L'editoriale

Per non perdere il treno del futuro

La domanda è diventata oramai ciclica e non è un bel segnale: il nostro Ticino è un cantone politicamente aperto al futuro, entusiasta di impegnarsi in nuovi progetti, oppure è tendenzialmente favorevole, nel bene come nel male, allo statu quo?
Paride Pelli
19.12.2025 06:00

La domanda è diventata oramai ciclica e non è un bel segnale: il nostro Ticino è un cantone politicamente aperto al futuro, entusiasta di impegnarsi in nuovi progetti, oppure è tendenzialmente favorevole, nel bene come nel male, allo statu quo? Ad ogni nuova pianificazione per una grande opera, dal LAC al Polo sportivo e degli eventi di Lugano, fino al tram-treno di cui molto si è discusso negli ultimi giorni, la domanda sorge ogni volta puntuale e spontanea, in un panorama generale dove la politica anziché propendere per il fare - comunque controllato e responsabile, ça va sans dire - spesso preferisce discutere se non cavillare fino ai limiti del consentito. Poi, alla fine, quasi sempre si sceglie saggiamente per il futuro, ma con una difficoltà che potrebbe essere evitata, anche per dare alla popolazione un buon esempio di unità nelle sfide davvero necessarie e importanti. La questione del tram-treno è rappresentativa. L’ultimo motivo del contendere è stata la necessità di verificare eventuali problemi di capienza, dato il forte aumento dei passeggeri. Nulla di trascendentale. Le stesse FLP hanno parlato di «casi singoli di carico molto elevato» e il dipartimento del Territorio ha fornito rassicurazioni a proposito e fornito persino alcune possibili soluzioni (lavorare sulla distribuzione dell’utenza, sugli utenti flessibili e perfino, azzardato, sull’inizio degli orari scolastici). Eppure, per un momento, è sembrato che questo dubbio di natura tecnica e non sostanziale potesse arrivare a pesare sull’intero progetto, rimandandolo ancora nel tempo. Ieri, poi, si è votato in Gran Consiglio il rapporto favorevole al credito di 87,3 milioni franchi per il sorpasso di spesa nella realizzazione dell’opera ferroviaria. Un sorpasso reso necessario da numerose migliorie al progetto, che ha avuto comprensibilmente parecchi aggiornamenti (e ne avrà ancora).

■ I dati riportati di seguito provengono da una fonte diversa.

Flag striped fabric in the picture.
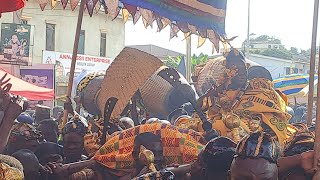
[121,0,227,37]
[273,74,318,96]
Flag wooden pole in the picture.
[245,0,250,59]
[307,0,319,125]
[314,45,320,180]
[62,0,85,125]
[186,35,191,82]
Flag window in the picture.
[78,30,85,54]
[46,23,55,51]
[286,67,291,75]
[21,19,28,24]
[100,33,107,57]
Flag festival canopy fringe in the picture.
[37,0,228,51]
[0,0,25,17]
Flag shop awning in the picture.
[0,68,54,100]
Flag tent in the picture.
[0,68,54,100]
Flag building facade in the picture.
[249,54,310,79]
[0,1,125,74]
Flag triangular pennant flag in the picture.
[133,11,141,24]
[208,30,219,52]
[122,8,130,23]
[177,56,187,77]
[106,0,120,19]
[142,17,152,29]
[170,24,179,40]
[183,32,191,40]
[197,36,207,48]
[61,0,68,9]
[198,28,208,38]
[51,0,57,9]
[94,2,101,14]
[99,0,108,14]
[70,0,79,11]
[139,8,155,28]
[82,0,98,17]
[188,24,198,34]
[38,0,48,11]
[177,22,190,33]
[161,17,171,29]
[123,4,137,17]
[155,15,163,32]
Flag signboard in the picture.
[20,65,54,109]
[42,51,113,78]
[0,23,31,66]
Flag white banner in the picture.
[42,51,113,77]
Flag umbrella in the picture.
[273,74,318,96]
[0,0,25,17]
[8,0,227,123]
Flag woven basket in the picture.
[140,66,187,116]
[195,56,226,96]
[97,47,162,119]
[81,75,104,115]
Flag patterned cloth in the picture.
[94,123,206,174]
[62,117,87,136]
[9,123,43,142]
[199,78,294,147]
[132,169,174,180]
[0,162,24,180]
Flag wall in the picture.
[249,54,310,79]
[0,1,125,64]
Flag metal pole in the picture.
[246,0,250,58]
[62,0,85,125]
[307,0,319,125]
[186,35,191,82]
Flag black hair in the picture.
[202,137,236,172]
[0,154,23,172]
[132,132,162,167]
[34,142,63,165]
[12,149,40,179]
[38,119,58,132]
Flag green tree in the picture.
[165,53,209,72]
[165,56,182,69]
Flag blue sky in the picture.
[126,0,320,54]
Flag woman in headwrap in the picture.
[0,154,24,180]
[7,123,43,154]
[62,117,87,163]
[34,142,63,166]
[166,137,236,180]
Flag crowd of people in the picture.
[0,48,320,180]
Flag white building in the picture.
[0,1,125,74]
[249,54,310,79]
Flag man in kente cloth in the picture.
[175,49,291,147]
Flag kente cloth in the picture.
[195,78,295,147]
[132,169,174,180]
[94,123,206,172]
[273,74,312,96]
[0,162,24,180]
[233,78,291,147]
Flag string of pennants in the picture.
[37,0,230,52]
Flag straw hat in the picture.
[140,66,187,116]
[77,72,105,115]
[97,47,162,119]
[195,49,247,96]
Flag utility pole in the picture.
[245,0,250,59]
[186,34,191,82]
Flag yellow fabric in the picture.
[195,78,295,147]
[0,162,24,180]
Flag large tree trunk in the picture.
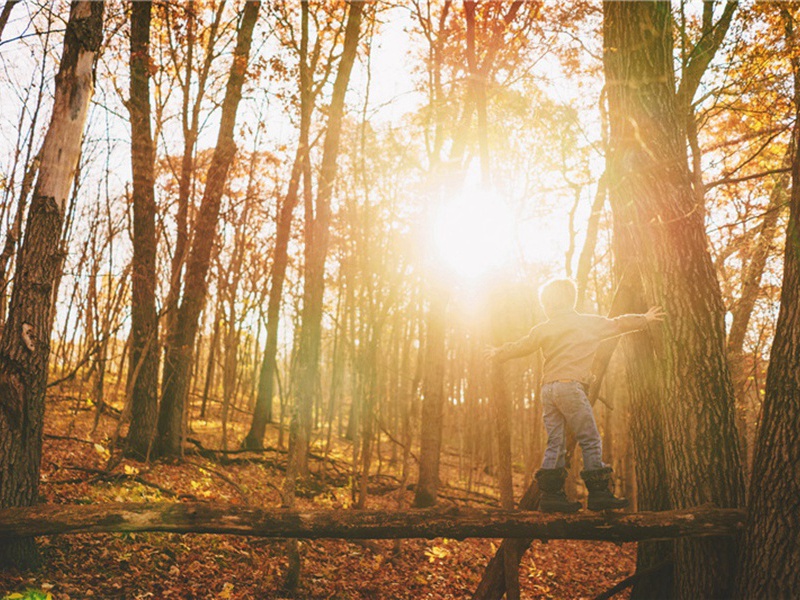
[0,502,745,542]
[0,2,104,567]
[604,2,743,598]
[125,2,159,459]
[737,9,800,598]
[155,1,261,456]
[293,2,364,476]
[242,2,313,450]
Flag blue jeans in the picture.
[542,381,605,471]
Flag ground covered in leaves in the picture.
[0,397,636,600]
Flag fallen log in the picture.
[0,502,745,542]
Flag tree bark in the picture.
[0,502,745,542]
[414,284,448,508]
[0,2,104,567]
[125,2,159,459]
[293,2,364,477]
[737,8,800,598]
[242,2,313,450]
[155,0,261,457]
[603,2,743,598]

L’esito del voto è stato positivo ma la discussione ha avuto momenti accesi, quasi non si trattasse di varare – finalmente – un’opera fondamentale per i cittadini e strategica per alleviare il problema del traffico nel Sottoceneri, ma fosse solo un’occasione di propaganda e di scontro politico.

Parlando chiaro, l’UDC avrebbe voluto rispedire il rapporto della Gestione alla Commissione, allungando i tempi. Avrebbe voluto anche sottoporre il credito al referendum finanziario obbligatorio («È l’unico modo di rendere partecipi i cittadini di una grossissima spesa che li riguarda») ma la richiesta è stata respinta. Serviva il sì di 25 deputati e non c’è stato. Per fortuna, ci permettiamo di aggiungere. Il referendum, di portata cantonale, avrebbe creato ulteriori rallentamenti e divisioni politiche su un’opera strutturale urgente e di grossa portata che interesserà il Basso Vedeggio, il Malcantone e il centro di Lugano. Certamente, si tratta di soldi pubblici. Prudenza e responsabilità si impongono e vanno mantenute fino a quando non sarà realizzato l’ultimo metro del tram-treno, e anche dopo. Ma sul piatto ci sono garanzie e controlli elevati e aiuti federali del tutto inediti nella storia dei rapporti tra Berna e il Ticino: su una spesa di 765 milioni di franchi, la Confederazione ne metterà 504, per un’opera, di fatto, storica, che dovrà togliere migliaia di auto dalle nostre strade. Un’infrastruttura che doveva essere varata anni fa, quando la situazione del traffico era già molto difficile (oggi non ci sono più parole per definirla). Che si sia voluto fare una battaglia politica, se non addirittura di poltrone, su una questione così rilevante per tutti i cittadini, non è stato un buon momento parlamentare. Se ci sono ancora alcune problematiche tecniche da risolvere, le si sistemerà strada facendo. Ma era necessario che il tram-treno partisse, per non perdere quell’altro treno: quello per il futuro.